The fiddles showed their mettle in the furious presto of ‘Fight’ – van Steen clearly took Prokofiev’s metronome mark at its word – while horns and tuba stamped ominously through their theme, before trumpets and oboe gave their own nose-thumbing riposte.  Despite the huge forces van Steen attained orchestral transparency.  Prokofiev’s skilful orchestration does a lot of the work, but the conductor found a welcome airiness and lots of rhythmic bite – the vicious percussive thuds culminated in four pounding quavers of spite.  The Duke’s disapproval at this woeful public display was fully evident in the subsequent ‘Duke’s Command’ which quelled the fracas with a blast of menace: the accumulating dissonances exploded into furious thundering from the timpani before the subdued, sombre strings lapsed into exhausted stillness.

The ‘Dance of the Knights’ might have had more pesante punch, but there were some lovely solos from horn, cornet, clarinet and flute during the tranquillo episodes and some delicate, tripping pizzicato from the strings.  Van Steen conjured wry classical grace in the ‘Gavotte’, employing judicious rubato and a good dynamic range; in the ‘Balcony Scene’ the harp twinkled without too much Hollywood schmaltz from strings.

A linking sequence from the end of the ballet rounded up the tragedy.  The Interlude to ‘Friar Laurence’s Cell’ show-cased some strong horn-playing, while in the Friar’s cell it was the dark trio of string basses, contra-bassoon and tuba whose turn it was to shine, against the fragile tick-tocking of the upper woodwind.  The string lines were nicely phrased and the flutes brought lucidity and lightness to ‘Juliet’s Bedroom’.
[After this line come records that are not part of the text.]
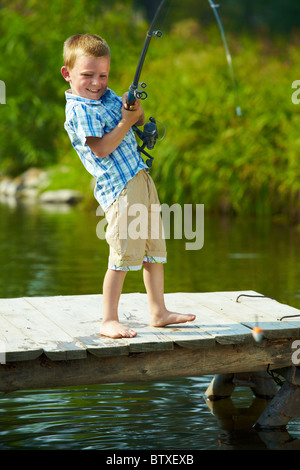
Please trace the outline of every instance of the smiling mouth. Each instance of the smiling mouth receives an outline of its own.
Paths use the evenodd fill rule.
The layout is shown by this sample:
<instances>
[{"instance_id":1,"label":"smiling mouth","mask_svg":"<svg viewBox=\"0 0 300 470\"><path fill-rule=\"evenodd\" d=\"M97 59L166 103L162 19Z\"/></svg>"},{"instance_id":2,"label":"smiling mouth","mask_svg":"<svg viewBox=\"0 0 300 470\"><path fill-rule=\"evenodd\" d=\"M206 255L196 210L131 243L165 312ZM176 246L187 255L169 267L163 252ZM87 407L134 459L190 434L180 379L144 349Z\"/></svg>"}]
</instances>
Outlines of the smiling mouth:
<instances>
[{"instance_id":1,"label":"smiling mouth","mask_svg":"<svg viewBox=\"0 0 300 470\"><path fill-rule=\"evenodd\" d=\"M99 93L100 90L91 90L90 88L87 88L87 90L90 92L90 93Z\"/></svg>"}]
</instances>

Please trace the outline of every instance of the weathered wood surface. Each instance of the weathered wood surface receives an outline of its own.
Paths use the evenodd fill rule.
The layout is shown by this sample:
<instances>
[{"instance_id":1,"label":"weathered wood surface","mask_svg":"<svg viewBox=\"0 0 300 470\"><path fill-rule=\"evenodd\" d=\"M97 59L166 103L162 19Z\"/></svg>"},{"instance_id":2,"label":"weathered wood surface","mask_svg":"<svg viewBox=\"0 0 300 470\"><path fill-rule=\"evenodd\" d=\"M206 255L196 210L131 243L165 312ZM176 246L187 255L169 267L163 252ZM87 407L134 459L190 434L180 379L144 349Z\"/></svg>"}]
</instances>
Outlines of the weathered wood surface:
<instances>
[{"instance_id":1,"label":"weathered wood surface","mask_svg":"<svg viewBox=\"0 0 300 470\"><path fill-rule=\"evenodd\" d=\"M245 291L244 294L258 295ZM0 300L0 347L6 362L27 361L46 355L49 359L85 359L130 353L170 351L174 346L198 349L216 344L254 344L251 329L256 321L266 339L298 338L297 310L268 298L242 297L242 292L166 294L169 309L194 313L193 323L153 328L149 326L146 294L123 294L120 320L138 335L110 339L99 335L101 295L27 297ZM255 344L254 344L255 345ZM3 351L4 350L4 351ZM1 349L0 349L1 353Z\"/></svg>"},{"instance_id":2,"label":"weathered wood surface","mask_svg":"<svg viewBox=\"0 0 300 470\"><path fill-rule=\"evenodd\" d=\"M132 353L84 360L57 360L44 354L31 361L0 366L0 391L57 388L79 385L147 382L178 377L226 374L287 367L291 364L290 339L266 340L263 344L218 344L206 348Z\"/></svg>"}]
</instances>

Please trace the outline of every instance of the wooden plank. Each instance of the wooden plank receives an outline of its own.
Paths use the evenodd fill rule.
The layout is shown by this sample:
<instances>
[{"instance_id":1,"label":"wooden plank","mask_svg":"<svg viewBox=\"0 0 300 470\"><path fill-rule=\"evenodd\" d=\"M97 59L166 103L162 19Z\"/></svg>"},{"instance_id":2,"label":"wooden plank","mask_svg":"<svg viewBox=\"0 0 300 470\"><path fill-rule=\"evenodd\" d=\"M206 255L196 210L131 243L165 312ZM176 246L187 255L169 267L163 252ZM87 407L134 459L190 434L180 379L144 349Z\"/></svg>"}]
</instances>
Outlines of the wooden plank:
<instances>
[{"instance_id":1,"label":"wooden plank","mask_svg":"<svg viewBox=\"0 0 300 470\"><path fill-rule=\"evenodd\" d=\"M26 300L91 354L99 357L129 354L126 340L100 336L102 296L30 297Z\"/></svg>"},{"instance_id":2,"label":"wooden plank","mask_svg":"<svg viewBox=\"0 0 300 470\"><path fill-rule=\"evenodd\" d=\"M257 294L253 291L244 293ZM138 334L134 338L116 340L99 335L100 294L1 299L0 343L3 341L8 361L34 359L42 352L52 359L70 359L84 358L87 351L105 357L131 352L170 351L176 344L184 348L206 348L213 347L216 342L239 344L253 341L251 329L256 325L256 316L266 338L299 337L299 322L277 320L278 313L288 311L295 314L300 313L299 310L270 299L246 298L237 303L236 298L240 294L166 294L170 310L193 313L197 319L164 328L149 326L146 294L122 294L120 321Z\"/></svg>"},{"instance_id":3,"label":"wooden plank","mask_svg":"<svg viewBox=\"0 0 300 470\"><path fill-rule=\"evenodd\" d=\"M253 291L245 291L244 293L246 292ZM237 296L241 293L242 292L206 292L193 293L192 295L195 299L198 299L198 302L202 303L202 305L211 308L225 317L240 322L251 330L256 326L258 319L259 326L264 330L264 336L266 338L289 338L299 336L299 328L297 325L294 325L292 322L280 322L277 320L276 315L271 315L262 309L258 309L259 302L262 299L255 299L257 301L256 308L248 303L236 302Z\"/></svg>"},{"instance_id":4,"label":"wooden plank","mask_svg":"<svg viewBox=\"0 0 300 470\"><path fill-rule=\"evenodd\" d=\"M40 349L53 360L86 357L86 350L78 341L58 328L23 298L1 299L0 315L21 330L24 338L31 341L23 359L19 351L19 360L28 359L29 350L35 352Z\"/></svg>"},{"instance_id":5,"label":"wooden plank","mask_svg":"<svg viewBox=\"0 0 300 470\"><path fill-rule=\"evenodd\" d=\"M235 295L237 295L237 297L239 297L239 303L257 310L258 316L260 312L264 312L270 315L274 321L280 321L282 317L286 317L282 320L282 323L289 322L289 325L285 325L285 327L290 327L293 325L295 328L300 328L300 310L295 307L278 302L276 299L265 297L255 291L248 291L244 293L220 292L220 294L232 300L234 300Z\"/></svg>"},{"instance_id":6,"label":"wooden plank","mask_svg":"<svg viewBox=\"0 0 300 470\"><path fill-rule=\"evenodd\" d=\"M137 336L117 340L98 334L102 310L100 295L27 298L27 301L82 342L89 352L98 356L171 350L174 343L182 347L207 347L214 344L212 335L192 324L164 328L149 326L146 294L122 294L119 319L137 331Z\"/></svg>"},{"instance_id":7,"label":"wooden plank","mask_svg":"<svg viewBox=\"0 0 300 470\"><path fill-rule=\"evenodd\" d=\"M215 345L215 338L195 325L165 326L158 328L178 346L188 349L208 348Z\"/></svg>"},{"instance_id":8,"label":"wooden plank","mask_svg":"<svg viewBox=\"0 0 300 470\"><path fill-rule=\"evenodd\" d=\"M51 361L41 356L33 361L0 365L0 390L68 387L101 383L147 382L176 377L232 372L254 372L288 367L293 339L269 340L264 345L215 344L211 348L180 348L120 357Z\"/></svg>"},{"instance_id":9,"label":"wooden plank","mask_svg":"<svg viewBox=\"0 0 300 470\"><path fill-rule=\"evenodd\" d=\"M0 357L1 362L33 360L43 354L43 348L36 345L24 333L0 314Z\"/></svg>"},{"instance_id":10,"label":"wooden plank","mask_svg":"<svg viewBox=\"0 0 300 470\"><path fill-rule=\"evenodd\" d=\"M199 297L193 293L166 294L168 308L197 315L193 325L212 336L220 344L236 344L252 341L251 331L238 322L225 317L207 307L200 294Z\"/></svg>"},{"instance_id":11,"label":"wooden plank","mask_svg":"<svg viewBox=\"0 0 300 470\"><path fill-rule=\"evenodd\" d=\"M175 295L175 294L172 294ZM138 336L132 338L131 350L134 350L135 342L139 340L139 336L143 335L143 328L146 327L149 334L155 336L152 344L153 350L162 350L161 346L168 345L165 349L173 349L173 343L184 348L202 348L215 344L214 337L205 331L202 331L194 322L184 323L180 325L168 325L162 328L154 328L149 325L149 309L147 306L146 294L135 294L134 302L132 302L131 294L121 296L120 301L120 320L130 320L129 325L138 332ZM178 311L178 310L177 310ZM189 313L187 308L182 308L179 313Z\"/></svg>"},{"instance_id":12,"label":"wooden plank","mask_svg":"<svg viewBox=\"0 0 300 470\"><path fill-rule=\"evenodd\" d=\"M243 305L244 308L251 308L254 312L253 315L255 316L256 322L259 323L259 326L264 331L271 330L272 328L274 329L274 325L276 325L276 330L280 330L280 332L283 330L285 331L285 336L281 337L297 337L300 335L300 310L290 307L289 305L282 304L275 299L265 297L255 291L220 292L220 295L235 303ZM238 302L236 302L237 298L239 298ZM297 320L297 318L290 318L280 321L282 316L296 314L299 315L299 320ZM277 331L277 333L277 337L279 337L279 334L281 333L279 333L279 331Z\"/></svg>"},{"instance_id":13,"label":"wooden plank","mask_svg":"<svg viewBox=\"0 0 300 470\"><path fill-rule=\"evenodd\" d=\"M119 319L126 326L134 328L138 335L135 338L112 339L100 336L102 310L101 295L64 296L51 298L27 299L48 318L69 332L83 343L86 349L96 356L126 355L130 352L173 349L173 343L155 328L144 321L143 311L147 299L141 294L128 294L119 305ZM133 307L134 306L134 307ZM137 315L133 312L137 310Z\"/></svg>"},{"instance_id":14,"label":"wooden plank","mask_svg":"<svg viewBox=\"0 0 300 470\"><path fill-rule=\"evenodd\" d=\"M137 332L134 338L126 338L130 352L170 351L174 348L172 340L149 325L147 294L122 294L119 320Z\"/></svg>"}]
</instances>

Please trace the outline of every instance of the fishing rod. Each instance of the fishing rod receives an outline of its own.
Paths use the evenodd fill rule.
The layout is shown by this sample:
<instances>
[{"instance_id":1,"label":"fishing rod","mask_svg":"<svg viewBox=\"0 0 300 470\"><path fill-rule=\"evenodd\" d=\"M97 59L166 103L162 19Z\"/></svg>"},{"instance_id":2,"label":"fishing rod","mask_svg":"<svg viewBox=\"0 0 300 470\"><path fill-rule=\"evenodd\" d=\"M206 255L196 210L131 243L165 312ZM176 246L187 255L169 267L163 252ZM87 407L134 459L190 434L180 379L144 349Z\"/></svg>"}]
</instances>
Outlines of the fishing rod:
<instances>
[{"instance_id":1,"label":"fishing rod","mask_svg":"<svg viewBox=\"0 0 300 470\"><path fill-rule=\"evenodd\" d=\"M132 84L129 87L129 93L128 93L128 98L127 98L127 103L129 104L129 106L133 105L137 98L140 99L140 100L145 100L148 96L147 93L144 90L144 88L147 87L146 83L144 83L144 82L139 83L139 79L140 79L140 76L141 76L141 72L142 72L142 68L143 68L143 65L144 65L145 57L146 57L146 54L147 54L148 47L149 47L152 36L155 36L157 38L162 37L162 32L161 31L154 31L154 26L155 26L157 18L159 17L160 12L161 12L161 10L162 10L165 3L166 3L166 0L162 0L162 2L160 2L160 5L158 6L158 8L155 12L155 15L153 17L150 29L147 32L144 47L143 47L143 50L142 50L142 53L141 53L141 56L140 56L140 60L139 60L136 72L135 72L134 80L133 80ZM139 85L142 88L142 90L139 90L139 88L138 88Z\"/></svg>"},{"instance_id":2,"label":"fishing rod","mask_svg":"<svg viewBox=\"0 0 300 470\"><path fill-rule=\"evenodd\" d=\"M145 100L148 96L146 91L145 91L145 88L147 87L147 84L144 83L144 82L139 83L139 79L140 79L143 64L144 64L144 61L145 61L145 57L146 57L146 54L147 54L148 47L149 47L152 36L156 36L158 38L160 38L162 36L161 31L154 31L154 26L155 26L156 20L157 20L158 16L160 15L160 12L161 12L165 2L166 2L166 0L162 0L160 2L159 6L158 6L158 8L155 12L154 18L152 20L150 29L147 32L144 47L143 47L143 50L142 50L142 53L141 53L141 56L140 56L140 60L139 60L139 63L138 63L137 69L136 69L135 77L134 77L134 80L133 80L132 84L129 87L128 97L127 97L127 104L129 106L133 105L135 103L136 99ZM241 116L242 111L241 111L241 108L240 108L239 103L238 103L238 92L237 92L237 85L236 85L233 66L232 66L231 54L230 54L230 51L229 51L229 47L228 47L228 43L227 43L227 40L226 40L225 31L224 31L224 28L223 28L223 25L222 25L222 22L221 22L221 18L219 16L218 12L217 12L217 8L220 5L215 4L213 0L208 0L208 3L209 3L209 5L211 6L211 8L213 10L213 13L215 15L217 24L218 24L220 32L221 32L221 36L222 36L222 40L223 40L224 47L225 47L225 52L226 52L226 59L227 59L227 62L228 62L230 75L231 75L231 80L232 80L232 84L233 84L233 89L234 89L234 93L235 93L236 114L238 116ZM147 147L149 150L152 150L154 148L154 145L155 145L157 137L158 137L156 121L155 121L154 118L150 118L150 122L145 124L143 131L138 129L136 126L133 126L132 128L136 132L138 137L141 139L141 141L143 142L143 145L138 146L138 149L148 157L148 160L146 161L146 164L149 167L151 167L153 157L151 157L145 151L145 147Z\"/></svg>"},{"instance_id":3,"label":"fishing rod","mask_svg":"<svg viewBox=\"0 0 300 470\"><path fill-rule=\"evenodd\" d=\"M155 12L155 15L153 17L153 20L152 20L151 26L149 28L149 31L147 32L144 47L143 47L143 50L142 50L142 53L141 53L141 56L140 56L140 60L139 60L136 72L135 72L134 80L133 80L132 84L129 87L128 97L127 97L127 104L129 106L133 105L135 103L136 99L145 100L148 96L148 94L145 91L145 88L147 87L147 84L144 83L144 82L139 83L139 80L140 80L142 68L143 68L143 65L144 65L145 57L146 57L146 54L147 54L148 47L149 47L152 36L155 36L157 38L162 37L162 32L161 31L154 31L154 27L155 27L155 23L157 21L157 18L159 17L160 12L161 12L161 10L162 10L165 3L166 3L166 0L162 0L160 2L159 6L158 6L158 8ZM138 149L140 150L140 152L142 152L144 155L146 155L148 157L148 159L146 161L146 164L148 165L148 167L151 167L153 157L145 151L145 147L149 150L152 150L154 148L154 145L156 144L156 140L158 138L156 120L153 117L151 117L150 122L147 122L145 124L143 131L138 129L136 126L133 126L132 128L136 132L138 137L141 139L141 141L143 142L143 145L138 146Z\"/></svg>"}]
</instances>

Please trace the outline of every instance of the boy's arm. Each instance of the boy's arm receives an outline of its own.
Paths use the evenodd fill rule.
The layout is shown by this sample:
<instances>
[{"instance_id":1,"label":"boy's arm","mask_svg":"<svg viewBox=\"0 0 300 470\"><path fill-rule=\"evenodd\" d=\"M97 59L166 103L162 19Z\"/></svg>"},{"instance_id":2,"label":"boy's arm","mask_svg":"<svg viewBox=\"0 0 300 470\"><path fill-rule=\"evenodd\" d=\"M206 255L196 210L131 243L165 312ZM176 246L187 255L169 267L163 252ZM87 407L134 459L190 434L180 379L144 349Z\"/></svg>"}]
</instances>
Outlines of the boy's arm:
<instances>
[{"instance_id":1,"label":"boy's arm","mask_svg":"<svg viewBox=\"0 0 300 470\"><path fill-rule=\"evenodd\" d=\"M119 124L103 137L87 137L86 143L92 152L99 158L107 157L121 144L127 132L133 125L142 126L145 122L144 111L139 100L130 106L126 104L126 95L123 96L122 119Z\"/></svg>"}]
</instances>

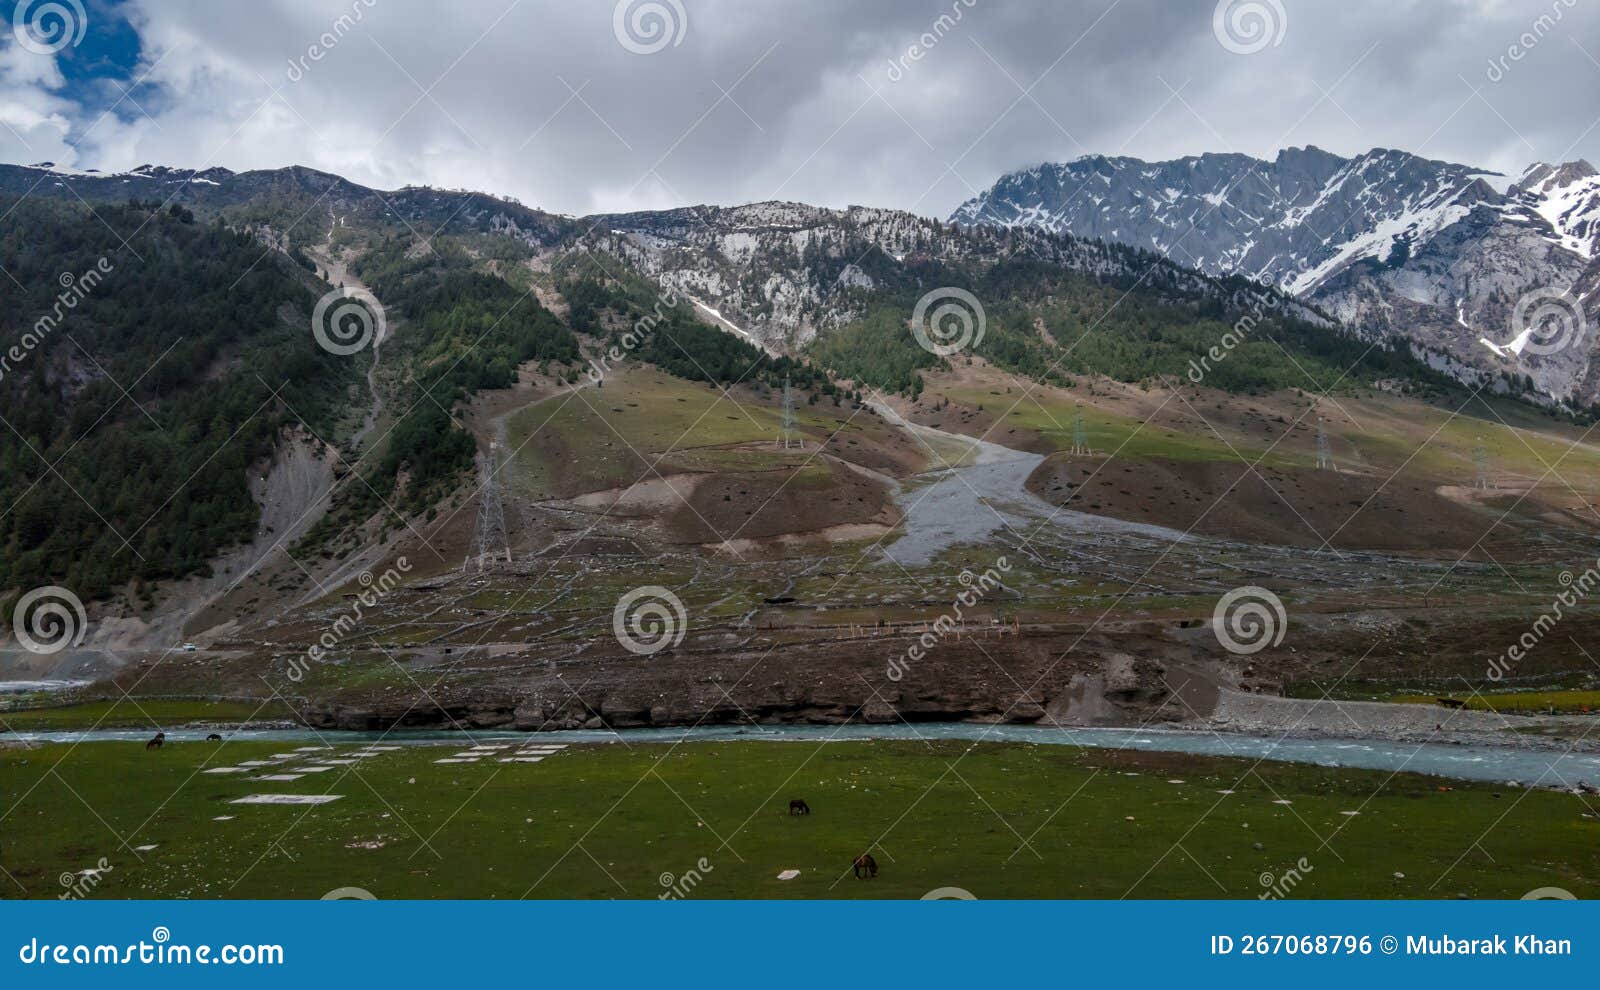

Van Steen seemed to seek out the music’s subtleties and sensitivity rather than its tragic darkness and fiery drama.  The BBCNOW told the tale but the scenes did not spring vividly and dynamically to life – a cast of dancers was not summoned in my mind.  This was a satisfying account but one which did not reprise the radiance of the orchestra’s performance of Dukas’s ballet earlier in the evening.  Admittedly we were only given a smattering of the full drama, but by the time Juliet dies surely one should feel emotionally drained; one this occasion, I was dry-eyed.